Inne rozwiązanie ze starego projektu deregulacyjnego dotyczyło wskazania obowiązkowo przez organ dokumentów i informacji, których przedstawienia może żądać w trakcie kontroli. Pozwoliłoby to przedsiębiorcy przygotować się merytorycznie jeszcze przed wkroczeniem urzędników do firmy. To również jeden z postulatów, o którego realizację apelują organizacje reprezentujące przedsiębiorców. 

Czy rozwiązania te zostaną utrzymane w nowym projekcie ustawy deregulacyjnej? To na razie pozostaje pod znakiem zapytania, jednak podczas posiedzenia Komisji Gospodarki i Rozwoju, które odbyło się 9 stycznia, politycy zapewniali, że w projekcie znajdzie się m.in.  obowiązek dla urzędników wskazywania zestawień dokumentów, a także rozwiązania zmniejszające dolegliwość kontroli.
Chodzi o to, by nie były instrumentalnie wykorzystywane przez urzędy, np. rozpoczynanie kontroli tylko po to, by przerwać bieg przedawnienia.
 

Obecny na posiedzeniu komisji Jacek Tomczak, sekretarz stanu w Ministerstwie Rozwoju Technologii zapewniał, że resort będzie pod tym kątem ściśle współpracował z Ministerstwem Finansów i Krajową Administracją Skarbową. 

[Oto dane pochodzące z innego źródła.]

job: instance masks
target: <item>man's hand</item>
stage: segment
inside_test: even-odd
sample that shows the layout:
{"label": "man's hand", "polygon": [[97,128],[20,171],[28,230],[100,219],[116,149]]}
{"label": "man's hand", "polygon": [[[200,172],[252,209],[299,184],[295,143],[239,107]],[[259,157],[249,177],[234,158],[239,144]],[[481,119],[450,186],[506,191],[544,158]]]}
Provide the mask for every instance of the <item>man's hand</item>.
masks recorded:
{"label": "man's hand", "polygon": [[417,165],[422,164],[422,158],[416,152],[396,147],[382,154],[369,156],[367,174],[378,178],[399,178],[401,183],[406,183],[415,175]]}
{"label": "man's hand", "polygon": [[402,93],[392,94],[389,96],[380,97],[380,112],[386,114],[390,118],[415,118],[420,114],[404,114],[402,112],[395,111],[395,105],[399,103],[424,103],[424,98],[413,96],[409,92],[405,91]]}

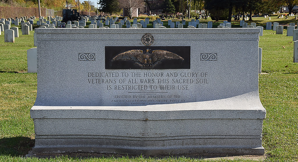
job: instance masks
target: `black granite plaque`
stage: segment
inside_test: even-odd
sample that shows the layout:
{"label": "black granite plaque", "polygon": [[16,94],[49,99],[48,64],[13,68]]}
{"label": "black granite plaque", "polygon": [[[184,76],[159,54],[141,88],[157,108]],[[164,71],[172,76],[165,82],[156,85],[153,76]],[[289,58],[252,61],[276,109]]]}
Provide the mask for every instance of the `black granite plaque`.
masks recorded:
{"label": "black granite plaque", "polygon": [[190,46],[106,46],[105,68],[190,68]]}

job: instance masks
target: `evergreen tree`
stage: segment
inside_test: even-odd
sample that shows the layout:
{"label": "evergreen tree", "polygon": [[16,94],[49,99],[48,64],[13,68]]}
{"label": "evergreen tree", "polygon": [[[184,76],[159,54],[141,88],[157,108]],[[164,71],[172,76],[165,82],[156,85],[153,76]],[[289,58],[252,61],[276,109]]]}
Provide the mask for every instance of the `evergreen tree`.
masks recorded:
{"label": "evergreen tree", "polygon": [[163,2],[163,7],[162,12],[167,13],[167,17],[168,13],[175,13],[175,6],[171,0],[164,0]]}
{"label": "evergreen tree", "polygon": [[113,12],[119,12],[120,10],[118,0],[98,0],[97,3],[100,5],[98,9],[98,10],[108,13],[110,15],[111,15]]}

Dobre prawo, to stabilne prawo

Podczas posiedzenia komisji zaproponowano wstępnie unormowanie szeregu gwarancji dotyczących stanowienia prawa dla przedsiębiorców, co również było jednym z rozwiązań starego projektu deregulacyjnego. To ostatnie rozwiązanie miało sprowadzić się zwłaszcza do zagwarantowania odpowiedniego vacatio legis dla nowych ustaw (tak, by biznes nie był zaskakiwany nowymi przepisami z dnia na dzień) i zapewnieniu udziału organizacji biznesowych w procesie opiniowania. Kontynuowana będzie prawdopodobnie praca nad rozwiązaniem, które również zaproponowano w starym projekcie. Ma ono polegać na tym, że jeżeli na przedsiębiorców będzie nakładany nowy obowiązek, "w zamian" będzie usuwany inny (zgodnie z zasadą „one in, one out”). To również kwestia, która była podnoszona przez organizacje przedsiębiorców. 

Leasing - wystarczy jeden sms

Wśród postulatów resortu rozwoju pojawia się propozycja dotycząca dalszej deregulacji leasingu, o czym całkiem niedawno pisaliśmy na Prawo.pl. Zmiana nie jest duża, ale dla firm leasingowych ważna. Chodzi o to, że powszechnie wykorzystuje się formę dokumentową w wypadku większości umów dotyczących finansowania np. umów bankowych, czy pożyczkowych. Nie dotyczy to branży leasingowej. Jest ona traktowana odrębnie. Art. 709 ze zn. 2 kodeksu cywilnego przewiduje bowiem, że umowa leasingu powinna być zawarta na piśmie pod rygorem nieważności. Natomiast art. 78 ze zn 1 par. 2 k.c., umożliwia jej zawarcie także w formie elektronicznej, tj. przy użyciu kwalifikowanego podpisu elektronicznego. 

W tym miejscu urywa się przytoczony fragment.